Seguiu-se um brinde entusiástico ao ditoso Afonso, que sobrepunha a
formosa minhota a quantas lisboetas de tez e olhos árabes lhe tinham
oferecido a alma num sorriso.
Afonso agradeceu, com um gesto de mal dissimulado dissabor.
Reiteraram os convivas o pedido da carta. Afonso hesitava ainda. O mais
ébrio daquela mocidade patrícia, representante dos mais ilustres apelidos da
época heroica de Portugal, ousou tomar a carta de sobre a mesa e abri-la com
estrondosos aplausos dos outros. Afonso de Teive estendeu impetuosamente
o braço e tirou a carta da mão do hóspede.
— Isto é um insulto a todos! exclamou D. José de Noronha.
— Não é insulto replicou o de Ruivães — , é preito a todas as mulheres, e
com especialidade às desgraçadas.
Disse e incendiou o papel na chama do castiçal em que acendiam os charutos.

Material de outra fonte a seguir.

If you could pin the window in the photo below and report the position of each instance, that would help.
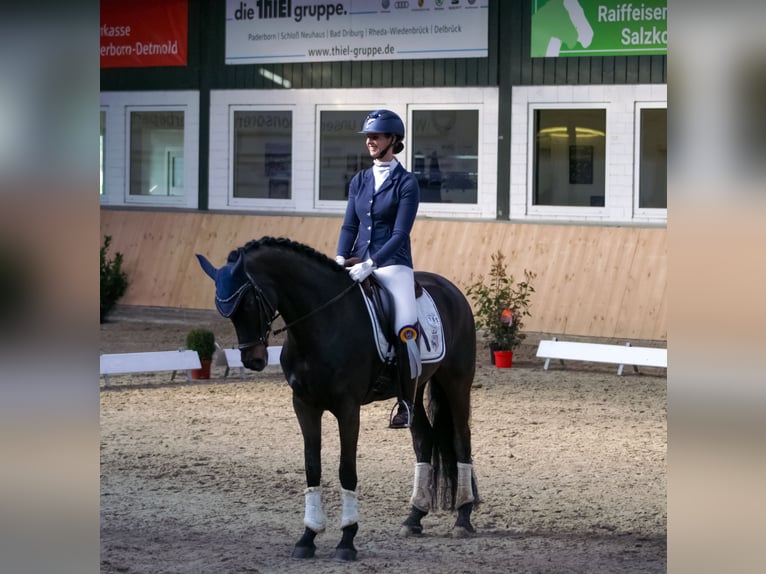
(342, 151)
(445, 155)
(263, 159)
(653, 158)
(156, 153)
(569, 157)
(101, 139)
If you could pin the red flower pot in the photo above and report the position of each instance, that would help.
(503, 359)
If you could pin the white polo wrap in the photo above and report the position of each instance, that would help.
(464, 490)
(350, 514)
(314, 516)
(423, 486)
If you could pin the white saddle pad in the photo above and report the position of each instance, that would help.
(432, 336)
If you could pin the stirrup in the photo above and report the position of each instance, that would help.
(391, 416)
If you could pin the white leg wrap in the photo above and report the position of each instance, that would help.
(464, 490)
(423, 486)
(350, 514)
(314, 516)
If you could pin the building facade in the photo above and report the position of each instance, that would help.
(518, 113)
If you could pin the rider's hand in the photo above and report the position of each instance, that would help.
(360, 271)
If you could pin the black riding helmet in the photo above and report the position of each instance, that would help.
(385, 122)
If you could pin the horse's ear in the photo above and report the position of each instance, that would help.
(207, 267)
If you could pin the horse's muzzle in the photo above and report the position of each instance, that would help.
(255, 358)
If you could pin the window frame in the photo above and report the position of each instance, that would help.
(566, 211)
(259, 202)
(130, 199)
(117, 146)
(644, 213)
(437, 209)
(306, 105)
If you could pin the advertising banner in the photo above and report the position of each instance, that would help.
(598, 28)
(280, 31)
(144, 33)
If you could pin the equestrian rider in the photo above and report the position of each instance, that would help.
(382, 204)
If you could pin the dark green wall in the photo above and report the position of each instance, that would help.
(508, 63)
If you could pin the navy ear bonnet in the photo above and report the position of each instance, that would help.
(231, 282)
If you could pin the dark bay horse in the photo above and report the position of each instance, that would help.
(331, 363)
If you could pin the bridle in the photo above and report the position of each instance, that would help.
(267, 309)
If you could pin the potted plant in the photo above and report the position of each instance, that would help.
(202, 341)
(500, 305)
(114, 281)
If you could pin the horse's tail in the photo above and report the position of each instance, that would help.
(444, 456)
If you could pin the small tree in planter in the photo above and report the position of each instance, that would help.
(114, 281)
(501, 304)
(202, 341)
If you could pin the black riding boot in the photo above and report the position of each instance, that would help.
(407, 386)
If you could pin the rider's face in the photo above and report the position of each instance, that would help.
(377, 143)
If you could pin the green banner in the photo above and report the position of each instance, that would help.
(563, 28)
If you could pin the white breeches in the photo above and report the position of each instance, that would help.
(400, 280)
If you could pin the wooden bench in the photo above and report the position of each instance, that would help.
(122, 363)
(234, 360)
(601, 353)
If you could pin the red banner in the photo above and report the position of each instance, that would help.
(144, 33)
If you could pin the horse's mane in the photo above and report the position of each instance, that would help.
(283, 242)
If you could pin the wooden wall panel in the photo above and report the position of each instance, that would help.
(591, 280)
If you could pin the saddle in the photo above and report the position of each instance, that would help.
(383, 303)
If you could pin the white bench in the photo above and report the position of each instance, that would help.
(618, 354)
(121, 363)
(234, 359)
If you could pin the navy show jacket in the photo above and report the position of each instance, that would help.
(377, 224)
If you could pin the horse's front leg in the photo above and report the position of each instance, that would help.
(310, 421)
(348, 425)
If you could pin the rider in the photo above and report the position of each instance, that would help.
(382, 204)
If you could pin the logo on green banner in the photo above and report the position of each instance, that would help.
(563, 28)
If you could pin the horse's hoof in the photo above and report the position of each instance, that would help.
(303, 552)
(463, 532)
(344, 555)
(407, 530)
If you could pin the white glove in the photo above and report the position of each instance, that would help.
(360, 271)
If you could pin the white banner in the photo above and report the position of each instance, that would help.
(278, 31)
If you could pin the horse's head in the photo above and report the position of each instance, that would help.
(238, 298)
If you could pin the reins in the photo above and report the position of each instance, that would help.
(265, 306)
(314, 311)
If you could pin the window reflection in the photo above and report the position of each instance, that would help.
(445, 155)
(263, 154)
(156, 153)
(569, 161)
(653, 162)
(342, 151)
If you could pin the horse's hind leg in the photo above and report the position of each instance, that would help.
(348, 425)
(310, 421)
(422, 490)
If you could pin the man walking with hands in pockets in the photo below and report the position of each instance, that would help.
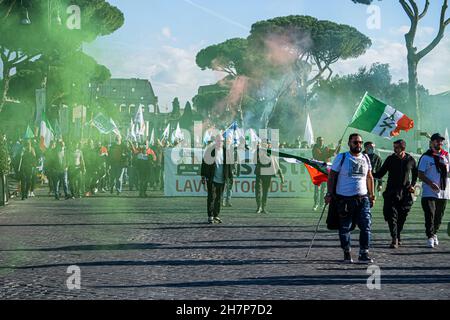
(351, 185)
(434, 173)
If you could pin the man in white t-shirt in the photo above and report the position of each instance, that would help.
(434, 173)
(354, 195)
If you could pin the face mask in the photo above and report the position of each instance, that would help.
(355, 149)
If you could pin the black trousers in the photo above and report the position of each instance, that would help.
(215, 191)
(395, 211)
(262, 189)
(25, 182)
(434, 211)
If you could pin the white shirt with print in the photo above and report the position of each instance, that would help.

O tom amargo daquelas palavras comoveu os convivas, que, por bom acerto,
se encontraram todos de índole sentimental, quando as vaporações alcoólicas
lhes enublavam a porção intelectual, que era neles diminuta, como de direito
heráldico. D. José, compondo o rosto de uns vislumbres de retidão e bom
discurso, perorou acerca da probidade de Afonso e, em nome dos comuns
amigos, agradeceu a lição e levantou novo brinde ao hospedeiro novo que tão
digno era da estima dos homens como da confiança das mulheres.

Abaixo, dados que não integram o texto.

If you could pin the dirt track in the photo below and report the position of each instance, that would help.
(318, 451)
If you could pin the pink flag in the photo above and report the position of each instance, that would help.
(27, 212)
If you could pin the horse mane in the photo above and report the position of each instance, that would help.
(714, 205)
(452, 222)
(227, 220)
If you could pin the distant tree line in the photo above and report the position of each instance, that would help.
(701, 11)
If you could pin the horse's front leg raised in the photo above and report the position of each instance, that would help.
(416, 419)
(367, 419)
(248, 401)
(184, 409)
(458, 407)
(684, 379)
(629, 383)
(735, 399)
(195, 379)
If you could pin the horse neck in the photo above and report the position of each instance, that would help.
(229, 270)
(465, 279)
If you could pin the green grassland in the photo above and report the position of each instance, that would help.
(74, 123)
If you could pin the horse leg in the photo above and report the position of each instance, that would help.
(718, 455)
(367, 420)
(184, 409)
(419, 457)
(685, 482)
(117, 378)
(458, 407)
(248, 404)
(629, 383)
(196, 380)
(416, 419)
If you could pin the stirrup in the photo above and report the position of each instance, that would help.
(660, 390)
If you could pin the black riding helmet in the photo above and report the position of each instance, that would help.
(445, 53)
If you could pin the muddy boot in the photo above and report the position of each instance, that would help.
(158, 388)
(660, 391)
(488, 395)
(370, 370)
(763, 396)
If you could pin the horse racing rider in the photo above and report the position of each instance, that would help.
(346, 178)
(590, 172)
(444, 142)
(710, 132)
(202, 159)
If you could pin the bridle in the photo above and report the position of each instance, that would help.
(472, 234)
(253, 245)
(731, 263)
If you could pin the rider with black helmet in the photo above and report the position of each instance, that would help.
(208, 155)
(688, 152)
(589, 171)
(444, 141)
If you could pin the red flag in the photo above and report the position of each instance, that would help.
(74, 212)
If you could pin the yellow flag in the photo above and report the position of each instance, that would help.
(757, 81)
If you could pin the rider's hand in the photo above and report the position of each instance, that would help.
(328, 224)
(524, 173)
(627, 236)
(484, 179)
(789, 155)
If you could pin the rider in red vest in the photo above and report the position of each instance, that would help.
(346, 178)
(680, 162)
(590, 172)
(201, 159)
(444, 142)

Este capítulo não dispensa uma nota ilustrativa, respondendo
temporariamente à crítica ilustrada que me perguntar como pude eu pôr em
traslado uma carta queimada à luz do castiçal, minutos depois que Afonso a
lera. É porque o rascunho desta carta, escrita com entrelinhas, emendas e
borrões, escrita por Teodora, estava ainda em poder de Afonso de Teive em
Dezembro do ano próximo passado. Oportunamente se dirá como Afonso de
Teive se apossou do rascunho. Então a crítica verá que poucas coisas sucedem
na vida tão naturalmente.
Relevem-me essas demasias de escrúpulo: que eu dificilmente consentirei que
a má-fé me apanhe em flagrante inverosimilhança.
Assim é que eu quisera que se escrevesse a história pátria com este timbre e
rigor de verdade. Por míngua de desvelos análogos na averiguação dos factos
históricos é que nós ainda não sabemos bem quantos filhos bastardos fizeram
os nossos monarcas; falha que desluz algum tanto o panegírico das virtudes
dos reis portugueses. Aprendam os historiadores.